“All models are wrong. Some are useful” -George Box
The more I try to help individuals and organizations on the path to Professional Scrum, the more I realize that most needless suffering in the name of Scrum is due to a fundamental mis-match of mental models.
To which you might justifiably respond – “Who or what is this mental model, I speak of?” Let me explain…
My copious research on this topic (5 second google search) has yielded this bounty from my personal information butler-
“A mental model is an explanation of someone’s thought process about how something works in the real world. It is a representation of the surrounding world, the relationships between its various parts and a person’s intuitive perception about his or her own acts and their consequences.” – WikiPedia
Instead of asking people if they believe in Scrum, I am trying another experiment – sharing 10 statements that represent my view of a Scrum-patible mental model and asking for a reaction.
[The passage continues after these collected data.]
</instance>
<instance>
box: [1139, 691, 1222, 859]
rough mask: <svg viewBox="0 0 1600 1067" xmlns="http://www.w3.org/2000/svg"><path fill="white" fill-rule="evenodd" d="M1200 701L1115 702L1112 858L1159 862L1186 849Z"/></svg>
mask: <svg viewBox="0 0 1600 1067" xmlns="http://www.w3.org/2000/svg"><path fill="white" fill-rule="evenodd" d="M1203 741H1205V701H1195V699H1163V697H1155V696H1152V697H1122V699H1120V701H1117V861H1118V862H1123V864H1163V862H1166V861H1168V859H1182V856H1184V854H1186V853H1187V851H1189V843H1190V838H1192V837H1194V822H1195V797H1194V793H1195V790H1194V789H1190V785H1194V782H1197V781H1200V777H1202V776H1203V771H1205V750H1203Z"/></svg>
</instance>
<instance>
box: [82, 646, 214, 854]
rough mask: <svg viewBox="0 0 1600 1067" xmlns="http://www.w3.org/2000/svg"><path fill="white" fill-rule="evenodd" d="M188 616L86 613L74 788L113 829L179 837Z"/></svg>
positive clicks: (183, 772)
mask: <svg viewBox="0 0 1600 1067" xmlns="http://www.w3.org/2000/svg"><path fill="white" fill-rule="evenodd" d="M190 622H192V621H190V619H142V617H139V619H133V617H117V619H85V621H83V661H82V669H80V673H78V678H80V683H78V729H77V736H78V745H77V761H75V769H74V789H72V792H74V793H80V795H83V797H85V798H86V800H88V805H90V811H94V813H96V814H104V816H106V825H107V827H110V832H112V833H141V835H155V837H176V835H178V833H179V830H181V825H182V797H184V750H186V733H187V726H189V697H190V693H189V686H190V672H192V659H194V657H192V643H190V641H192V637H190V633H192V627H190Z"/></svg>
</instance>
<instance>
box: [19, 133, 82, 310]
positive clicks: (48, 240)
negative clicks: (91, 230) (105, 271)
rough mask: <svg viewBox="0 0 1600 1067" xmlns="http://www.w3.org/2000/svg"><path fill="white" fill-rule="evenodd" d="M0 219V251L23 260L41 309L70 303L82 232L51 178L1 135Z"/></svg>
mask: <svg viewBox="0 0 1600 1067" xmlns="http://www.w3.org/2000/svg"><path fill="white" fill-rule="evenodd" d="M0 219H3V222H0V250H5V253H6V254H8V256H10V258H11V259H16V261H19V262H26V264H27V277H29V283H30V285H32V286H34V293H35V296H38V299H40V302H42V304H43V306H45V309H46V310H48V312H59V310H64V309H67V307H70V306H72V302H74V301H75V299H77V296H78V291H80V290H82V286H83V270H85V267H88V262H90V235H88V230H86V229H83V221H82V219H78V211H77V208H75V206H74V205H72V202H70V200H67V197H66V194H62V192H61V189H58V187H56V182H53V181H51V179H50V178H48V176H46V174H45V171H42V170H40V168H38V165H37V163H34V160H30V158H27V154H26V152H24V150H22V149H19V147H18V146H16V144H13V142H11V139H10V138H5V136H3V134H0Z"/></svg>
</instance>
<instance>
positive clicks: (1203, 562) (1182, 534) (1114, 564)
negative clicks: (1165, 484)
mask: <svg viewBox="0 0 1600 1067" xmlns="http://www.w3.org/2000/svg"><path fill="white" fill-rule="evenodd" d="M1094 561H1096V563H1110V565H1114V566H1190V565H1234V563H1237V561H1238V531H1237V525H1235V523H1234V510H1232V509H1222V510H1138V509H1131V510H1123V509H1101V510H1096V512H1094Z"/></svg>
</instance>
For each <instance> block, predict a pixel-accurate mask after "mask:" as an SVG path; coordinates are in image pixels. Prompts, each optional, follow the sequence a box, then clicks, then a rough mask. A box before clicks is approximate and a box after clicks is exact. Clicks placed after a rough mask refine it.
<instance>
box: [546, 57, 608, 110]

- UNCERTAINTY: Teams trying to deliver valuable solutions in rapidly changing environments face uncertainty due to blind spots in the areas of market needs, technology behavior and human interactions.
- RISKS: This uncertainty creates a high risk of wasting precious time and money delivering solutions that don’t generate the desired value.
- RISK MANAGEMENT: One possible way to manage this risk is to use short feedback loops that shine a flash-light to illuminate what is valuable and what is wasteful.
- SINGLE SOURCE OF TRUTH: Feedback loops are most valuable when they comes from through frequent delivery of “Done” increments to the single source of truth – the market.
- “DONE”: To be “Done”, Increments must meet all applicable quality and regulatory requirements as captured in the organization’s and team’s “Definition of Done”.
- VERTICAL SLICING: Teams cannot frequently deliver “Done” increments to the market without vertical slicing which decomposes large, valuable outcomes into thin, valuable, micro-outcomes.
- VALIDATED LEARNING: Vertical slicing helps teams rapidly deploy valuable solutions to the market to gain validated learning about what is and is not valuable.
- COURSE CORRECTION: Validated learning gives team the option to course correct by increasing future investments in valuable items and decreasing future investments in wasteful items.
- SAFETY: Course correction requires courageous conversations to challenge pre-existing beliefs, often held by powerful people. These conversations require safety so that the truth can be shared without retribution.
- INFORMED CHOICE: Professional Scrum Practitioners have a responsibility to educate organizations about the what, why and how of Scrum so that each organization can make an informed choice about whether they would like to try Scrum or not.
Remember that not all organizations are compatible with, ready for or interested in Scrum. This does not make the organizations bad. Nor does it make Scrum bad. It might just mean that Scrum is not a good fit for the organization at that point in time. Scrum is not the only framework in town. If it doesn’t resonate with you, try something else.